Hadasa ikut tertawa lalu menggeleng. “Aku hanya bergelut dengan kesibukan. Paman begitu menjagaku dengan ketat dari pergaulan. Bagaimana aku bisa jatuh cinta jika setiap hari hanya berhadapan dengan ternak di padang? Hegai, bisakah aku menikah dengan raja jika aku tidak jatuh cinta padanya? Kau begitu dekat dengan pamanku, dia adalah sahabatmu. Aku ingin jatuh cinta pada raja bukan karena dia seorang raja. Aku ingin mengenalnya seperti layaknya aku mengenal lelaki biasa bukan karena kedudukan. Jika aku terpilih jadi Ratu oleh karena cinta di hatiku terhadap raja, itu akan membuatku sanggup menghadapi apapun tapi jika tidak semua akan hambar dan yang ada seperti berada dalam lembah kematian. Bagaimana aku bisa hidup dengan orang yang tidak kucintai?” Desah Hadasa seraya menggelengkan kepalanya, sulit baginya membayangkannya.

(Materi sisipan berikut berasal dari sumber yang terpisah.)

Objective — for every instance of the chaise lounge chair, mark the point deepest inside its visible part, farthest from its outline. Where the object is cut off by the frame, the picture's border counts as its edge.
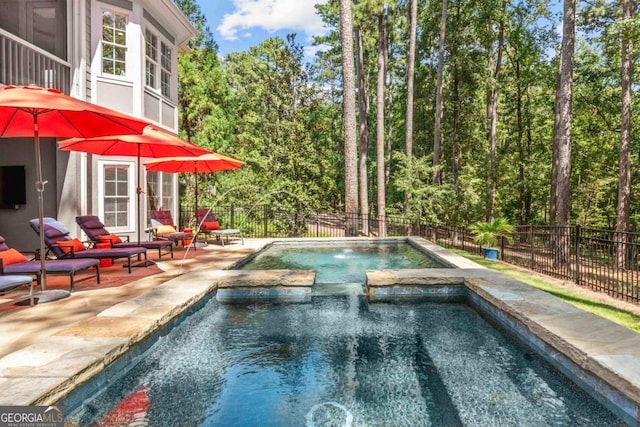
(209, 225)
(62, 246)
(13, 262)
(164, 228)
(95, 230)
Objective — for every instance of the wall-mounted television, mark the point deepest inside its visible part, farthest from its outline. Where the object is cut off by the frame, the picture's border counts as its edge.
(13, 189)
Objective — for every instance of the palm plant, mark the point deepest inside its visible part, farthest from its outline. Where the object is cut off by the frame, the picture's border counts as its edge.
(487, 233)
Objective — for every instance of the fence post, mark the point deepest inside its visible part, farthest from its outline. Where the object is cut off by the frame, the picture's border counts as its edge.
(464, 232)
(577, 243)
(533, 248)
(265, 220)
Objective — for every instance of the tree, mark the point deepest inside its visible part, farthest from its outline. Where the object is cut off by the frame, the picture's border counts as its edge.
(624, 162)
(411, 60)
(561, 180)
(349, 116)
(363, 114)
(437, 129)
(380, 135)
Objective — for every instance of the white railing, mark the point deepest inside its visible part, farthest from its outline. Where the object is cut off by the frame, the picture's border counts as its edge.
(22, 63)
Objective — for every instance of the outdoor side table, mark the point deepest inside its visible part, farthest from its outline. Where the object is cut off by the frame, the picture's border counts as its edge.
(228, 234)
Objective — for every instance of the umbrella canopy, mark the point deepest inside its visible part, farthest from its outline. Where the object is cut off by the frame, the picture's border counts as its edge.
(152, 143)
(58, 115)
(30, 111)
(211, 162)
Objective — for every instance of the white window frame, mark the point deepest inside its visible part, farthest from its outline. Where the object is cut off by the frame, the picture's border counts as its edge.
(151, 60)
(131, 172)
(160, 192)
(114, 44)
(157, 87)
(166, 71)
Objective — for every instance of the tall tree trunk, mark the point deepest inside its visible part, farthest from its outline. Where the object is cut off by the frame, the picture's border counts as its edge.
(349, 119)
(455, 147)
(437, 131)
(562, 137)
(363, 114)
(624, 178)
(408, 139)
(521, 139)
(387, 167)
(380, 136)
(492, 116)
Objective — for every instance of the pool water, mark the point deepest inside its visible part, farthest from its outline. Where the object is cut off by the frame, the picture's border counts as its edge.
(339, 264)
(342, 361)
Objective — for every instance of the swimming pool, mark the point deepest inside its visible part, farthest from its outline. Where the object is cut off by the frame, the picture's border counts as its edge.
(342, 361)
(340, 263)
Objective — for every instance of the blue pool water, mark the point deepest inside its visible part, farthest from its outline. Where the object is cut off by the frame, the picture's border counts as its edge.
(344, 263)
(342, 361)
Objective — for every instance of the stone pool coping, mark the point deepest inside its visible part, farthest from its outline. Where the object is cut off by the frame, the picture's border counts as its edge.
(46, 372)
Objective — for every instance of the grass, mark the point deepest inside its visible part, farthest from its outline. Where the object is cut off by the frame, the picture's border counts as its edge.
(617, 315)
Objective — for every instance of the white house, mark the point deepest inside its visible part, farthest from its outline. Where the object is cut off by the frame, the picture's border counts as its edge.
(120, 54)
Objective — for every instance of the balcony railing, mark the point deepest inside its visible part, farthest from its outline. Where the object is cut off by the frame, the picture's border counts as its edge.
(22, 63)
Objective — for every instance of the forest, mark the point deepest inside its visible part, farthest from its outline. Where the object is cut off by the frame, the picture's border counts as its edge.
(446, 112)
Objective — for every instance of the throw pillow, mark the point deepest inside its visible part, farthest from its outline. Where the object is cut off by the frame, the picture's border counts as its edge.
(67, 245)
(109, 238)
(213, 225)
(165, 229)
(12, 256)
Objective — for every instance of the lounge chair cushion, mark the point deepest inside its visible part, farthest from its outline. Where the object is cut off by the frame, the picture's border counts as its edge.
(12, 256)
(109, 238)
(68, 245)
(52, 266)
(165, 229)
(213, 225)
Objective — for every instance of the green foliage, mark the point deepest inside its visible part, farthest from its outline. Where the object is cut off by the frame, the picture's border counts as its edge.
(282, 116)
(486, 234)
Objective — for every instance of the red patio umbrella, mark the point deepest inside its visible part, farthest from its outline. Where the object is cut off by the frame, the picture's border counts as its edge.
(30, 111)
(211, 162)
(152, 143)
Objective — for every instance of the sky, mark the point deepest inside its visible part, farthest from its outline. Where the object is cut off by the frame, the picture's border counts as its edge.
(239, 24)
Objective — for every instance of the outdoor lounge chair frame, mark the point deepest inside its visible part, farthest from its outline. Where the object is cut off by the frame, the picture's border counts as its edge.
(93, 227)
(55, 231)
(164, 217)
(52, 267)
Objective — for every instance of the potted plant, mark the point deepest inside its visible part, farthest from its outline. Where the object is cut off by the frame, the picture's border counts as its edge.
(487, 234)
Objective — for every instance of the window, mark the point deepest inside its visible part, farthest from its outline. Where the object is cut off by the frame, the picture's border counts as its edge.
(158, 59)
(151, 50)
(165, 74)
(159, 192)
(116, 191)
(114, 43)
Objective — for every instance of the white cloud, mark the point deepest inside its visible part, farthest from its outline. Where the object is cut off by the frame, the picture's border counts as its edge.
(310, 51)
(272, 15)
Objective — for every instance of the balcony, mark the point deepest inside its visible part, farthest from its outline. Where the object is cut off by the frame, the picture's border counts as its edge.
(22, 63)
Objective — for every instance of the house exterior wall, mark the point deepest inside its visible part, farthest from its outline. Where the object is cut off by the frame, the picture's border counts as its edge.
(75, 180)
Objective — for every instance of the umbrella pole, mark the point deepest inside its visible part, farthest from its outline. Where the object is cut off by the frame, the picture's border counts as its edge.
(40, 190)
(44, 295)
(196, 207)
(139, 192)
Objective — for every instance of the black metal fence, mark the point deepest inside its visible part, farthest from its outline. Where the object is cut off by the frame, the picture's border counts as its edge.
(604, 260)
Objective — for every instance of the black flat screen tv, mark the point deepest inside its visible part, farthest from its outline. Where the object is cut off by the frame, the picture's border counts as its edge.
(13, 189)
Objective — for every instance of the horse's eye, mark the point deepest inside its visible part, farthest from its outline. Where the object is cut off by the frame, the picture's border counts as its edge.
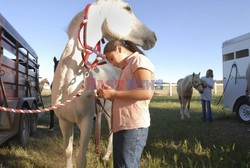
(128, 8)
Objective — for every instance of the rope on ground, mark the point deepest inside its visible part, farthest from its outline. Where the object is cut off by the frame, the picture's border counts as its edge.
(79, 93)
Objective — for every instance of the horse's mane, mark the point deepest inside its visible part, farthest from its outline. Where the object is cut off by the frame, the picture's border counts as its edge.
(73, 23)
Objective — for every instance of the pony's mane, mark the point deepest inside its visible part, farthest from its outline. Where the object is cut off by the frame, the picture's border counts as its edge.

Hegai kian melongo. “Apa maksudmu!?”
“Hegai, kau mengenal Raja begitu dekat, ceritakan aku rahasia hatinya. Buat aku mengenal Raja kita dengan mengenal hatinya, kegemaran, impian dan juga kelemahannya supaya aku bisa memahami kehidupannya dan belajar untuk mengasihi dan mencintainya. Aku ingin mengenal pribadi raja yang sesungguhnya tapi bukan pribadi sebagai raja yang agung dan dihormati di negeri ini tapi sebagai seorang lelaki. Aku yakin dibalik kehormatan kedudukan seorang raja ia tetap seorang manusia, seorang lelaki biasa. Jika dalam pengenalan ini membuatku jatuh cinta…itu cukup bagiku…” Ujar Hadasa dengan nada serius dan optimis. Ada getar pesona di matanya.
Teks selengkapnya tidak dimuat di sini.